Answers to Common Questions About Biologics

When you have psoriasis and feel frustrated by stubborn plaques, it might be time to discuss more aggressive treatment. Unlike other treatments, biologics help clear your skin by zeroing in on the immune system malfunction behind your flares. And if you have psoriatic arthritis, a biologic can calm your skin and help keep joint damage in check. To learn more, read on.

1 | What are biologics?

A biologic response modifier, or biologic, is a protein-based drug made from living cells cultured in a laboratory. Biologics inactivate the inflammatory molecules that are the culprits behind your skin lesions and, in the case of psoriatic arthritis, joint damage. Some biologics are more targeted than others, and whether you may benefit from a more targeted or less targeted medication varies from patient to patient.

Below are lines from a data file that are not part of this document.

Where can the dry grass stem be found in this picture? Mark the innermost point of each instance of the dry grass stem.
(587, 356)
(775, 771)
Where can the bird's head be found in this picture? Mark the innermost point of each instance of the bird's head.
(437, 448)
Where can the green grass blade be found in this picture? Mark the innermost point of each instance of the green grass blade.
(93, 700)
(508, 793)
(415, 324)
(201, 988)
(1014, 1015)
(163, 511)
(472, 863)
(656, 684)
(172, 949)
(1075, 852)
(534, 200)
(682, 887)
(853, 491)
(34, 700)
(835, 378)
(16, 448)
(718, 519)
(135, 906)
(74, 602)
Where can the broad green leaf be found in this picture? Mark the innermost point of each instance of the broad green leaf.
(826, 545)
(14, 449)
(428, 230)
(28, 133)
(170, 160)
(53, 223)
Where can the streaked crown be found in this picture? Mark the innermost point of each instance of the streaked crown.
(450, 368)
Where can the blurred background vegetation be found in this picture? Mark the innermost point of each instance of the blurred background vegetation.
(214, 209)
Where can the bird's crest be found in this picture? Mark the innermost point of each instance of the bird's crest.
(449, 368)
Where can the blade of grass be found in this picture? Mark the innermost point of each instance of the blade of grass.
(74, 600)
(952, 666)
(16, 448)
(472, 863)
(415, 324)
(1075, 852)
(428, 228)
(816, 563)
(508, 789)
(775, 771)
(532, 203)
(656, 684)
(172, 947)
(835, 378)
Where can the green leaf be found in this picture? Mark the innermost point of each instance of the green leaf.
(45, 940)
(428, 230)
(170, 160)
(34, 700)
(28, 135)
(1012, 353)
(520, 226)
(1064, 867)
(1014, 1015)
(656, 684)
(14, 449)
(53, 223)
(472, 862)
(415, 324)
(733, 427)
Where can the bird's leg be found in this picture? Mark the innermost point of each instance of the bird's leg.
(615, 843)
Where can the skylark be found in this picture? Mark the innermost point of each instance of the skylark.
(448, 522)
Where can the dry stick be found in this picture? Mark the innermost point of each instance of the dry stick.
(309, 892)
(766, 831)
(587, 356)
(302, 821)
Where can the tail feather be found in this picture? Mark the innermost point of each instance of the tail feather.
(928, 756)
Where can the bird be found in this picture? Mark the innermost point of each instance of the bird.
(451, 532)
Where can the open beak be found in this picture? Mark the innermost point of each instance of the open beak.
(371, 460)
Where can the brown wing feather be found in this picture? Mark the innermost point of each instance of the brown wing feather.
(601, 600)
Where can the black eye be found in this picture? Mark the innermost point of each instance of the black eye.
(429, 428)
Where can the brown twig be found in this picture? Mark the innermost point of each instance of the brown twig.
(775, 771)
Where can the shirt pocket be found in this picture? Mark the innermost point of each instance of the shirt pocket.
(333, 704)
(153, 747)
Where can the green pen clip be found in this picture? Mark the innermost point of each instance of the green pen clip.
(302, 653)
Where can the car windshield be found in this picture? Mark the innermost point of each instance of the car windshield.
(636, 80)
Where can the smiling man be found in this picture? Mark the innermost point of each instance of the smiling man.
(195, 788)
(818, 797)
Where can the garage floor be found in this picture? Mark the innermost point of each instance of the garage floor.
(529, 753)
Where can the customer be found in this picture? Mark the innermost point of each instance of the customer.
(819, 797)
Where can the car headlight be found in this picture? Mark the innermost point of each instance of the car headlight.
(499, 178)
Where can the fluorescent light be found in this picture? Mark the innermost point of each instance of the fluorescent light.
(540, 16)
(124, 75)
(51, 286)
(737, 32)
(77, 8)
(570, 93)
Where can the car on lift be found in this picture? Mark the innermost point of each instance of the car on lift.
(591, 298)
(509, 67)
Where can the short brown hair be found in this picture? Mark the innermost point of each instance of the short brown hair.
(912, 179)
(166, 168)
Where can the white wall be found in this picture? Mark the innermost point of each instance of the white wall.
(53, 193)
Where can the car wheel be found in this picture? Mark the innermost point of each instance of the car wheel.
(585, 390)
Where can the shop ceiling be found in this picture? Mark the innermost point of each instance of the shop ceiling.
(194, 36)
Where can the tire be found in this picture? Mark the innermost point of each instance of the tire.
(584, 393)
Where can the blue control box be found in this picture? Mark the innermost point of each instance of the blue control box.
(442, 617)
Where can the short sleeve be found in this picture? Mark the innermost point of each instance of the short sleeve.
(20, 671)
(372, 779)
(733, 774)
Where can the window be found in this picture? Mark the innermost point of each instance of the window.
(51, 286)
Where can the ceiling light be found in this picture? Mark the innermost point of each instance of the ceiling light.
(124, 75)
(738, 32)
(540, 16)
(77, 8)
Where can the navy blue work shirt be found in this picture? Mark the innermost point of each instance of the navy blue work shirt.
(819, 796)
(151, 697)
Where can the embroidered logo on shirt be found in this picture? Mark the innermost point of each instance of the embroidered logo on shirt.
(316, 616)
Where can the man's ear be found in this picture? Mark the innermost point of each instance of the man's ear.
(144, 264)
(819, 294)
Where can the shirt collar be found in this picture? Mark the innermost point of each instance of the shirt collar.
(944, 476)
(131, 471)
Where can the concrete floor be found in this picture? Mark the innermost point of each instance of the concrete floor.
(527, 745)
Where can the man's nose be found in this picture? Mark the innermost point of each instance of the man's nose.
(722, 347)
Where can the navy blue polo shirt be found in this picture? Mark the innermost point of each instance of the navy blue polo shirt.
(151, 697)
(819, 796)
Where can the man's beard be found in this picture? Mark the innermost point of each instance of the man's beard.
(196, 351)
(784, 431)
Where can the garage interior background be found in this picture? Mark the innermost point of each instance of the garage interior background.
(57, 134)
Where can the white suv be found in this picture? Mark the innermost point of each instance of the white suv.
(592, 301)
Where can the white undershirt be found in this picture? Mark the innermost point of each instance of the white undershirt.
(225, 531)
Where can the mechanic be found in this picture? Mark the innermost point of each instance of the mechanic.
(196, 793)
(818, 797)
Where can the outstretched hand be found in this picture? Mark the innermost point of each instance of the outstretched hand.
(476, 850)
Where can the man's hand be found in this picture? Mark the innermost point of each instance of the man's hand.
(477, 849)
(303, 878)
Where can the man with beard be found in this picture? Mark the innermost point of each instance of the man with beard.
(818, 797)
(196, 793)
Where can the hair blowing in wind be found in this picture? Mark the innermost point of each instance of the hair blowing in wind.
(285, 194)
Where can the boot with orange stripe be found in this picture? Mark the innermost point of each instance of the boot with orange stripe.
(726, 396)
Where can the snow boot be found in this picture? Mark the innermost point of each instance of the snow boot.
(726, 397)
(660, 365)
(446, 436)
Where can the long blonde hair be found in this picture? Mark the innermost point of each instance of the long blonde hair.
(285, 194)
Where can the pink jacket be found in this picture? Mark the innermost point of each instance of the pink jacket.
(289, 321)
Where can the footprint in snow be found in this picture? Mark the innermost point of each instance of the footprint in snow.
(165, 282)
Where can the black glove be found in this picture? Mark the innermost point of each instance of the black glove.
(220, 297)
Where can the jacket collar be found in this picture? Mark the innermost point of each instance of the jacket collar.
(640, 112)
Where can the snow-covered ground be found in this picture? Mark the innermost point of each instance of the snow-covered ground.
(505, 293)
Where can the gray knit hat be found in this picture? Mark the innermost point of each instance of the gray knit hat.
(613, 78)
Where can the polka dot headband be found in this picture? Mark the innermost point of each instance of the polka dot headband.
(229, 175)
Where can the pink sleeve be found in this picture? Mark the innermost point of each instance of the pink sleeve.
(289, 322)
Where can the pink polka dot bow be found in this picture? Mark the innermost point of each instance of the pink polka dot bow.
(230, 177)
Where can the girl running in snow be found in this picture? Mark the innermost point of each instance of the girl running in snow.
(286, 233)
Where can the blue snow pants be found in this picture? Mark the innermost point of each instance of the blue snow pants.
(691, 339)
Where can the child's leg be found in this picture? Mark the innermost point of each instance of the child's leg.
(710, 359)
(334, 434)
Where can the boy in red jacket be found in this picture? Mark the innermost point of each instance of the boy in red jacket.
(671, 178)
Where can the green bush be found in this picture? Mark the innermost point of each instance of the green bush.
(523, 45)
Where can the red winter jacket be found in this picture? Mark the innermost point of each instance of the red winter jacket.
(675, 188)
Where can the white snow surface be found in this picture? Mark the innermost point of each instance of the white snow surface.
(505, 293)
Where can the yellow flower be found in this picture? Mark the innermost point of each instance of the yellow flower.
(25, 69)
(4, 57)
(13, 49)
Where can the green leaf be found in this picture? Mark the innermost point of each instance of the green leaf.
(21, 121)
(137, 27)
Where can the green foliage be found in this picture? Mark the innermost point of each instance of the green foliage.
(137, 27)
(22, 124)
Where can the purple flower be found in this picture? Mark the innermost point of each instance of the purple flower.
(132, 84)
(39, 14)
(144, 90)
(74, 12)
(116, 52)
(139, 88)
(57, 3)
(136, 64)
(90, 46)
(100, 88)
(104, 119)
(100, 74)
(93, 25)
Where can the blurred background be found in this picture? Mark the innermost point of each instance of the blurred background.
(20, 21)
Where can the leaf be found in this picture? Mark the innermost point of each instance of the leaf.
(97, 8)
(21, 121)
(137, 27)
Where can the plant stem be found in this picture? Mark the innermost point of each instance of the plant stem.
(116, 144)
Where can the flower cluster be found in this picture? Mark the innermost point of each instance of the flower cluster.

2 | How do I know if I’m a candidate?

Whether you have psoriasis or psoriatic arthritis, take a moment to think about your current regimen and how well it’s working for you. For example, is your skin clear or do you have significant patches? Or maybe you have just a few stubborn plaques — but they’re enough to make you feel self-conscious and cause you to say no to activities you normally enjoy. If you have psoriatic arthritis, are the pain and stiffness getting worse? Are your joints swollen and tender? Is the fatigue so bad you find yourself turning down invitations? Discussing concerns like these with your doctor can help determine whether biologics may be the next step for you. Note: People with compromised immune systems or those with infections, such as tuberculosis or fungal infections, may not be able to take a biologic.

3 | How are biologics administered?

Some biologics are self-injected, while others are given by infusion. If you are squeamish about giving yourself an injection, tell your doctor. He or she may arrange for a nurse to do it.

4 | What about side effects?

Luckily, they tend to be mild. The most common is pain and rash at the injection site, which occurs in fewer than 30% of patients. During an infusion, you’ll be monitored for signs of an allergic reaction — e.g., fever, chills, nausea and headache. “Biologics have been on the market a long time and have a good safety record,” says Francisco Tausk, MD, professor of dermatology at the University of Rochester School of Medicine. Also: The longer a medication has been in use, the more that’s known about managing potential side effects.

5 | How long will it take to see results?

“It varies among biologics,” says Dr. Tausk. “Some are faster than others. However, results are usually seen between four and six weeks.” Of course, some people may find it can take several months to get the full benefits. In clinical trials, about half of those beginning biologics experienced a 75% improvement in psoriasis symptoms within three months.

6 | Can I get help covering the cost?

Biologics are usually covered by health insurance. However, if you owe a co-pay, check with the pharmaceutical company that makes your biologic — many offer co-pay and other financial assistance programs. If you need help, ask the staff at your doctor’s office.